Lorsque lui est posée la question de savoir si les externalisations ne sont pas le moyen de poursuivre, sans le dire, la réforme générale des politiques publiques (RGPP), M. Philippe Genoux, chef de la mission « Partenariat publics-privés » admet : « Je suis embarrassé pour vous répondre, ne disposant pas, dans la position qui est la mienne, de tous les éléments nécessaires ».

Lors de son audition, le commissaire-général Étienne Vuillermet, directeur général de l’Économat des armées a confirmé à la MEC l’effet cumulatif des deux processus : « Alors que la RGPP doit conduire à la suppression de 54 000 postes à la Défense, dont 48 000 emplois militaires, elle envisage d’externaliser 16 000 emplois supplémentaires, dont 8 000 dans la restauration ».

Les organisations syndicales datent à juin 2009 l’apparition de ce chiffre de 16 000 postes externalisables (dont 8 000 en RHL, 2 200 en infrastructure, 2 000 pour le MCO…), chiffre démenti depuis mais « écrit et repris sur le site lemonde.fr » selon eux.

Enfin, le général Éric Rouzaud, sous-chef soutien à l’état-major des armées, indique que « la perspective globale des restructurations est bien une réduction des effectifs de 54 000, tandis que l’externalisation est fonction des opportunités qu’elle offre. Le nombre de 16 000, évoqué à une certaine époque, a été démenti par le ministère il y a environ deux ans et demi ».

3.– La nécessité de lever l’ambiguïté


La Cour des comptes reconnaît, elle aussi, avoir du mal à se forger une opinion définitive.
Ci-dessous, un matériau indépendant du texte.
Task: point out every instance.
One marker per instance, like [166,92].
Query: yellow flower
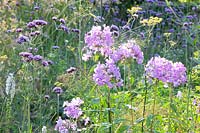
[151,21]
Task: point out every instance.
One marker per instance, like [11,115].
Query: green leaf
[139,120]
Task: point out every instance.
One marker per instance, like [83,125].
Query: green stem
[58,103]
[170,105]
[109,111]
[29,115]
[145,99]
[154,104]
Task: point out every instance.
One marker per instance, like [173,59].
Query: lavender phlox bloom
[21,39]
[166,71]
[108,74]
[100,40]
[58,90]
[72,109]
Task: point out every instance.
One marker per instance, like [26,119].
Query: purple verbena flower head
[73,112]
[75,30]
[114,28]
[72,109]
[27,57]
[64,28]
[54,18]
[45,63]
[62,126]
[98,19]
[55,47]
[21,39]
[36,7]
[62,21]
[37,58]
[58,90]
[126,27]
[19,30]
[31,25]
[25,54]
[71,70]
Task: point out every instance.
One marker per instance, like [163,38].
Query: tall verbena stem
[145,99]
[109,111]
[169,112]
Citant le ministère de la Défense, elle indique que les 16 000 postes potentiellement touchés par les externalisations ne constituent pas un objectif à atteindre, mais « une évaluation faite par l’équipe d’audit RGPP ». Pour autant, la Cour considère qu’« il est nécessaire que l’articulation des projets d’externalisation avec les rationalisations devant aboutir à la suppression de 54 000 emplois soit clarifiée ». En conséquence, les magistrats concluent par la préconisation suivante : « L’ambiguïté entre les gains en effectifs attendus des externalisations et l’objectif général du ministère de réduire ses effectifs devrait être levée ».

Ainsi donc, à l’issue des auditions qu’elle a menées, la Mission d’évaluation et de contrôle a acquis la conviction que les emplois faisant l’objet d’une externalisation viennent bien en sus des 54 000 postes supprimés par restructurations et rationalisations sur la période 2009-2014. Seul le nombre de 16 000, qui semble n’être qu’une évaluation maximale, peut être sujet à caution.

Proposition n° 5 – Le ministère de la Défense doit lever toute ambiguïté statistique et indiquer clairement combien de postes sont concernés par les externalisations et si ces postes viennent, comme le pense la mission, en sus des 54 000 suppressions annoncées dans le cadre des restructurations.